A los que realizan su cuarentena en casa les colocan en la puerta de su domicilio una alarma electrónica silenciosa para pillar a alguien in fragantti. Asismismo, un aviso pide a los vecinos que echen un ojo a los confinados, que pueden ser multados en caso de violación de la cuarentena.
En un complejo residencial de Beijing, las personas en cuarentena deben señalar sistemáticamente a los responsables del barrio cuándo abren sus puertas.
En algunos casos, una cámara instalada en la puerta de entrada del domicilio es la encargada de vigilar cualquier movimiento sospechoso. “Es aterrador ver cómo uno se habitúa a estas cosas”, dice Friederike Boege, periodista alemana en cuarentena a su regreso de Hubei y que ha pasado por esta amarga experiencia. “Yo creo que los vigilantes (del edificio) y la persona encargada del mantenimiento me denunciarían si saliera”, asegura.
El país asiático, donde surgió el nuevo coronavirus en diciembre, ha controlado en su suelo el Covid-19. Pero las autoridades temen que los casos “importados” por viajeros llegados del extranjero, mayoritariamente chinos, puedan hacer resurgir la epidemia.

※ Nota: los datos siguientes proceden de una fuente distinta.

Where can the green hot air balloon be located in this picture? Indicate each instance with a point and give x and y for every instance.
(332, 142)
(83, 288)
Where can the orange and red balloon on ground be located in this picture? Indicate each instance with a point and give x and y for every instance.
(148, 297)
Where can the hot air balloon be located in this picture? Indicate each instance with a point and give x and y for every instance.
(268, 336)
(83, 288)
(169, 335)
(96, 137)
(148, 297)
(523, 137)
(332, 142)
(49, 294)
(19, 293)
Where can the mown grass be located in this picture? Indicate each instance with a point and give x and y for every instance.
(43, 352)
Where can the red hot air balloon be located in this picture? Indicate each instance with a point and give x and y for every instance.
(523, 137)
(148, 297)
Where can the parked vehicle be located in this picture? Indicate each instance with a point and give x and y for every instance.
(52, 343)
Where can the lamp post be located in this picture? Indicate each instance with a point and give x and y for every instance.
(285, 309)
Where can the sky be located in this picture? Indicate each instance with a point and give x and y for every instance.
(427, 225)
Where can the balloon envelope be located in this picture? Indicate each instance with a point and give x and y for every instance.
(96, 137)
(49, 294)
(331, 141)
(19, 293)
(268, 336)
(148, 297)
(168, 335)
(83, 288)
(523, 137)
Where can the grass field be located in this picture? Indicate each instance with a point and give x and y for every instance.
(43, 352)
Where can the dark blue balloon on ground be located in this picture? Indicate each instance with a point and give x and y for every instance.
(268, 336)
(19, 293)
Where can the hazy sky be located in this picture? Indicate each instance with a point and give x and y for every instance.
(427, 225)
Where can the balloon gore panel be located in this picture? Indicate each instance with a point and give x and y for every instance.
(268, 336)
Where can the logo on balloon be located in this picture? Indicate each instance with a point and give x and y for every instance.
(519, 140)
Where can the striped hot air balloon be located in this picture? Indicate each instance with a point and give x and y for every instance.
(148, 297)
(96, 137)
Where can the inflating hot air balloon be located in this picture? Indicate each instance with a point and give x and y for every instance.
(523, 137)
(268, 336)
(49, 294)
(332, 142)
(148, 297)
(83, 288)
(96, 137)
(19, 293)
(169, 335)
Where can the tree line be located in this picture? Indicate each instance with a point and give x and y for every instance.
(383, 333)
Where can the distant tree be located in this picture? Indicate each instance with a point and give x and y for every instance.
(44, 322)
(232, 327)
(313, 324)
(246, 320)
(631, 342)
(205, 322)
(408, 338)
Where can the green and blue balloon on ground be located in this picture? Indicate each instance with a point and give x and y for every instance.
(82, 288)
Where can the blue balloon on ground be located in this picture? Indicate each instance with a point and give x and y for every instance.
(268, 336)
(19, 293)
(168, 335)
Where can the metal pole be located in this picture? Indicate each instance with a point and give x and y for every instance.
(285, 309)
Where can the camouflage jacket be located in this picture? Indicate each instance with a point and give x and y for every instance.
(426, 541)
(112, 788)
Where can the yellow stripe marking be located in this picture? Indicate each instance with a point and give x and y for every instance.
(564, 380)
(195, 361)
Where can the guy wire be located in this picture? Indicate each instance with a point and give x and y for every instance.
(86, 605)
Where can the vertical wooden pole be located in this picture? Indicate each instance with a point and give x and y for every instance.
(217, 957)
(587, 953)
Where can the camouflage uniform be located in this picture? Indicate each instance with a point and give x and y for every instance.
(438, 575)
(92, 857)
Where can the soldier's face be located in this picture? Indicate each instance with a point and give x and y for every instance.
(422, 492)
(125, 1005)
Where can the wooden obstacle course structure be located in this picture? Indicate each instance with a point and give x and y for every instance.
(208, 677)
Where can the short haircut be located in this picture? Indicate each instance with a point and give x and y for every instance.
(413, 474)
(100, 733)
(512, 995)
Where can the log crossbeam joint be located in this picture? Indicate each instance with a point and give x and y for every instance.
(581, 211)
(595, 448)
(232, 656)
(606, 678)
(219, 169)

En Beijing, todas las personas procedentes de Hubei, provincia cuya capital es Wuhan, el epicentro de la epidemia, así como las zonas de China consideradas todavía de alto riesgo, deben permanecer en cuarentena durante 14 días en sus domicilios o en lugares designados. Esta medida se aplica también a los que llegan del extranjero.
Según los expertos, el masivo uso de cámaras en el país asiático es favorecido por una zona gris en la legislación. China no tiene una ley nacional específica para regular el uso de cámaras de vigilancia en espacios públicos.
El Ministerio de Seguridad Pública publicó un proyecto de reglamento sobre cámaras de seguridad en 2016, pero la ordenanza aún está pendiente de aprobación por parte de la legislatura nacional del país. En los últimos años, algunos gobiernos locales han emitido sus propias regulaciones sobre las cámaras.